Egypt's ruling military has promised a transition to democracy - though it remained unclear how or when the transition would occur. Meanwhile, police have quashed protests in other Arab nations.
Cairo residents tidied Tahrir Square, the center of protests
Egypt's military promised Saturday to oversee a peaceful transition to democratic rule, as the country took its first breaths following 18 days of nationwide protests and the end of now former President Hosni Mubarak's 30 years in office.
"There will be a peaceful transition of power to the government when the environment allows for a freely elected government that governs the land by democracy," a military spokesman said.
Mubarak's cabinet will remain in place until a new government is formed, according to an announcement by the Higher Council of the Armed Forces, to whom Mubarak ceded power when he resigned on Friday.
Cairo residents cheered and sang patriotic songs to celebrate the beginning of the post-Mubarak era
The Council also said Egypt would respect its past international agreements, in a bid to alleviate Washington and Israel's fears.
"The Arab Republic of Egypt is committed to all regional and international obligations and treaties," a senior army officer said in a statement on state television, outlining the armed forces' broad strategies at home and abroad.
Israeli Finance Minister Yuval Steinitz welcomed the statement from Egypt, which became the first Arab nation to recognize the Jewish state in a 1979 peace treaty.
US President Barack Obama "welcomed the Supreme Council of the Armed Forces' announcement today that it is committed to a democratic civilian transition, and will stand by Egypt’s international obligations," the White House said in a statement.
Islamist opposition movement Muslim Brotherhood, viewed warily by many Western powers, praised the army's announced plans to bring in democratic rule and said it would not seek power.
Meanwhile, after all-night celebrations that followed Mubarak's departure, thousands of people gathered again Saturday in Cairo's central Tahrir Square.
Many civilians worked together to tidy the square - which served as the epicenter for the opposition rallies that toppled Mubarak's rule.
Civilians and soldiers worked together to remove road blocks in the area, while Cairo residents photographed each other holding flowers next to smiling soldiers, marking the first day of the post-Mubarak era.
A man proudly flashes the headline: 'People removed the regime'
Some pro-democracy activists said they would continue demonstrating in Tahrir Square until the Higher Military Council accepts their agenda for democratic reform, including a dissolution of parliament and the lifting of a 30-year-state of emergency used by Mubarak to crush dissent.
Return to order
The army's first decision on Saturday was to shorten the curfew imposed in Cairo, Alexandria and Suez to last from midnight to 6 a.m. local time, as businesses and banks were expected to open for normal hours on Sunday, the first day of the working week in Egypt.
Cairo stock exchange officials said their bourse would reopen on Wednesday, after being closed for nearly three weeks.
Meanwhile on Saturday, the new administration took measures to prevent senior government officials from leaving the country, announcing plans to investigate them for possible abuses and corruption.
Travel bans and asset freezes were announced for 40 politicians, including former Prime Minister Ahmed Nazif and the much-despised former Interior Minister Habib al-Adly.
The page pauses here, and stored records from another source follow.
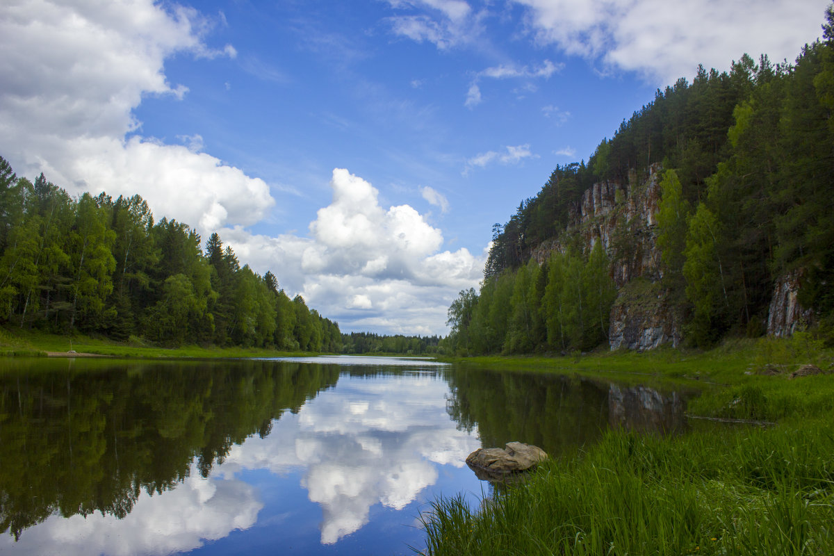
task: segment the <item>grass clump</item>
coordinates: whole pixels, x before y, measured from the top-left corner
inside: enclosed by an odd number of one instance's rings
[[[831,554],[834,433],[815,424],[673,441],[611,431],[478,510],[436,502],[423,553]]]
[[[465,364],[697,381],[704,389],[689,400],[691,415],[776,424],[699,426],[674,438],[608,431],[480,508],[435,502],[421,516],[421,553],[834,554],[834,375],[790,378],[801,364],[834,368],[831,355],[800,333],[710,352],[471,360]]]

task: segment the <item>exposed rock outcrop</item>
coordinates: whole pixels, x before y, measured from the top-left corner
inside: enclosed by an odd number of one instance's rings
[[[504,448],[479,448],[467,456],[466,464],[478,478],[495,481],[531,469],[545,459],[547,453],[538,446],[508,442]]]
[[[681,315],[659,283],[635,278],[620,289],[611,307],[608,343],[611,349],[654,349],[681,342]]]
[[[831,370],[823,371],[816,365],[802,365],[791,373],[788,378],[798,378],[800,377],[812,377],[815,374],[831,374]]]
[[[611,349],[653,349],[677,346],[682,338],[682,315],[676,311],[682,296],[660,285],[663,278],[657,247],[656,215],[661,203],[662,168],[655,163],[643,179],[632,173],[627,183],[610,180],[595,183],[569,210],[568,226],[559,238],[543,242],[532,252],[539,264],[553,252],[562,253],[578,237],[590,251],[601,242],[611,261],[610,275],[620,292],[611,308],[609,343]],[[801,271],[781,277],[774,284],[767,318],[767,333],[790,336],[811,323],[813,311],[797,299]],[[674,296],[673,296],[674,294]]]
[[[811,323],[813,311],[799,304],[797,294],[801,270],[785,274],[773,286],[773,297],[767,312],[767,334],[786,337]]]

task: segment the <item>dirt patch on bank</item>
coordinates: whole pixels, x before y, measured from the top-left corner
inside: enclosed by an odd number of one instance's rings
[[[110,357],[101,353],[83,353],[78,352],[47,352],[48,357]]]

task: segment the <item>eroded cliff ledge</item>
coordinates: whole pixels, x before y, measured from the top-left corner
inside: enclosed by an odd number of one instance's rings
[[[571,241],[590,251],[601,242],[611,261],[610,275],[619,292],[611,307],[609,345],[611,349],[653,349],[677,346],[683,337],[683,315],[677,308],[683,292],[661,283],[663,266],[657,247],[656,214],[661,203],[662,168],[652,164],[640,178],[632,173],[625,182],[595,183],[571,207],[569,224],[555,239],[533,250],[540,264]],[[767,319],[767,333],[787,336],[807,324],[812,312],[801,308],[796,295],[801,273],[776,280]]]

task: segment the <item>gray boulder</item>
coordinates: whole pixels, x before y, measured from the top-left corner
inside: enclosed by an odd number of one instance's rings
[[[521,442],[508,442],[505,448],[479,448],[466,458],[466,464],[482,480],[505,480],[535,468],[547,459],[538,446]]]

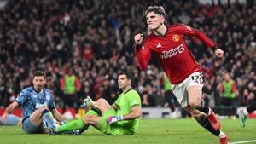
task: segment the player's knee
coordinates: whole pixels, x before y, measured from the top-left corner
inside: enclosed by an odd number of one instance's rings
[[[107,102],[107,101],[105,99],[102,99],[102,98],[100,98],[99,100],[96,101],[96,104],[99,104],[99,105],[102,105],[102,104],[105,104]]]
[[[198,109],[201,107],[201,99],[195,99],[194,101],[191,101],[189,102],[189,105],[191,106],[191,107]]]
Egyptian Information Minister Anas al-Fiqi was also placed under house arrest, broadcaster al-Arabiya quoted army sources as saying.
Future remains uncertain
Both civilians and army officers were seen taking pictures of the historic day
The military council gave few concrete details of its plans for Egypt's "transitional phase" and released no timetable for presidential or parliamentary elections.
Meanwhile, the tumultuous events in Egypt and those that preceded them in Tunisia continued to send shock waves abroad. Police and security services in Yemen and Algeria quashed pro-democracy demonstrations in Algiers and Sanaa.
In the Yemeni capital, Sanaa, an opposition demonstration by some 2,000 people broke up Saturday after clashes with pro-government demonstrators armed with knives and batons. In Algiers some 30,000 police were deployed to stop dissidents from staging a march against the government.